Tout d’abord, aucun sommet européen ne s’est tenu à la date mentionnée, le 16 juillet 2025. L’agenda officiel du Conseil de l’Union européenne, accessible en ligne, ne fait état d’aucune réunion de ce type à cette date. L’événement invoqué est donc purement fictif.

Par ailleurs, Giorgia Meloni n’a pas soutenu la motion de censure visant Ursula von der Leyen. Si deux des partis de sa coalition – la Ligue de Matteo Salvini et Forza Italia – ont voté en sa faveur, le parti Fratelli d’Italia de Giorgia Meloni, membre du groupe des Conservateurs et réformistes européens (ECR), ne l’a ni initiée ni soutenue. Elle a estimé qu’une telle initiative était inopportune et contre-productive.

Alliance de circonstance

Cette position s’explique également par les équilibres politiques actuels à Bruxelles. Ursula von der Leyen s’appuie sur des alliances ponctuelles avec Giorgia Meloni pour faire passer certaines réformes, notamment sur les questions migratoires. En retour, Meloni voit dans cette coopération un levier pour renforcer le contrôle des frontières, une priorité de son gouvernement.

Comme le souligne Vincent Couronne, docteur en droit européen et enseignant à Sciences Po Saint-Germain-en-Laye et directeur des Surligneurs : « Elles ont besoin l’une de l’autre : Ursula von der Leyen compte sur Giorgia Meloni pour bâtir des majorités droite-extrême droite au Parlement européen, tandis que Meloni s’appuie sur Ursula von der Leyen pour renforcer la lutte contre l’immigration en Italie ».

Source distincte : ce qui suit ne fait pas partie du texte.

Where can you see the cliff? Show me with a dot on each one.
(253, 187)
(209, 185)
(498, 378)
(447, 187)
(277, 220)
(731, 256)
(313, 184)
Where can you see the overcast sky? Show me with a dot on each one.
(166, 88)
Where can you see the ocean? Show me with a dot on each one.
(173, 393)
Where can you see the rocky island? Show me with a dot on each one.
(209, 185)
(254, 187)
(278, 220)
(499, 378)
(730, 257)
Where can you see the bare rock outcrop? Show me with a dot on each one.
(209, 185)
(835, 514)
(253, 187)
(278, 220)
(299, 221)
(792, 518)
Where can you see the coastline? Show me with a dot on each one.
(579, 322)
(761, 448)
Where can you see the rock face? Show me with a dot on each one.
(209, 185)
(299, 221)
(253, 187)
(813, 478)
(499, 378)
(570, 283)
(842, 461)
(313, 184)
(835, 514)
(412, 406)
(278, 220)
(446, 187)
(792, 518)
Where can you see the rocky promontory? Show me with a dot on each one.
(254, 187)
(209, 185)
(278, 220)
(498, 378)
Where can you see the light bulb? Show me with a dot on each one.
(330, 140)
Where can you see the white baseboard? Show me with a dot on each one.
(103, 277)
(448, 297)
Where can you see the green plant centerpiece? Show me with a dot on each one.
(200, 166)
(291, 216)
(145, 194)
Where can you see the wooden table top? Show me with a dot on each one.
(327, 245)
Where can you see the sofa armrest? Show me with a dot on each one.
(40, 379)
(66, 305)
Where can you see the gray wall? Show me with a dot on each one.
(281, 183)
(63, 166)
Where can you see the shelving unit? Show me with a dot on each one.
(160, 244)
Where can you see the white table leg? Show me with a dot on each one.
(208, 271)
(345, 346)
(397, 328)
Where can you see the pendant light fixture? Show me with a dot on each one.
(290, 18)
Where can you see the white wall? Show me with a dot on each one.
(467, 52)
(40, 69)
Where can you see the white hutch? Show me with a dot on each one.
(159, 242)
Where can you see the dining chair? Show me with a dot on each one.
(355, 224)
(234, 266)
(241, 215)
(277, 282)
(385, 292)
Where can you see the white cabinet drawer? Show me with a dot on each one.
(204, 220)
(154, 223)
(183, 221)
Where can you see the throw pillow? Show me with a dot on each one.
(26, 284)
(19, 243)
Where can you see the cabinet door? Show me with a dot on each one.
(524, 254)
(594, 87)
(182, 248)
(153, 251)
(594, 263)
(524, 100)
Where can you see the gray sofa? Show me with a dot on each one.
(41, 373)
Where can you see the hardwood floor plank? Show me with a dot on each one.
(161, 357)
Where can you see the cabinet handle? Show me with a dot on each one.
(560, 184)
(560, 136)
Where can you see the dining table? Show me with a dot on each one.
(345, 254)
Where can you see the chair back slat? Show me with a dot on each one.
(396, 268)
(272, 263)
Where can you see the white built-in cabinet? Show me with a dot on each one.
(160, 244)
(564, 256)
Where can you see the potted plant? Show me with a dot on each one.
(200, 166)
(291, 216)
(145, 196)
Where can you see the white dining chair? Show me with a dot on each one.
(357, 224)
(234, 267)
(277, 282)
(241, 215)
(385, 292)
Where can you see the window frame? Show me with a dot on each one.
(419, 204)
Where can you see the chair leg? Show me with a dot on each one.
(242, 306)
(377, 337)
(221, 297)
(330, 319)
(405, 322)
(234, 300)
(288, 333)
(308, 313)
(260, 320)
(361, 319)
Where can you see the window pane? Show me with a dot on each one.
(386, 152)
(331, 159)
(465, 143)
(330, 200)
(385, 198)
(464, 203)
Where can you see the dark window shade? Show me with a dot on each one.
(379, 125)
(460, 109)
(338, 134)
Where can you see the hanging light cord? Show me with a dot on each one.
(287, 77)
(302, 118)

En résumé, aucune déclaration publique, ni aucun fait documenté, ne permet d’affirmer que Giorgia Meloni a exigé la démission d’Ursula von der Leyen. Et quand bien même, elle l’aurait fait, une telle décision ne relève pas des chefs d’État ou de gouvernement des États membres, mais exclusivement du Parlement européen, conformément à l’article 234 du Traité sur le fonctionnement de l’Union européenne. Il s’agit d’une procédure exceptionnelle, strictement encadrée, comme l’ont déjà rappelé Les Surligneurs.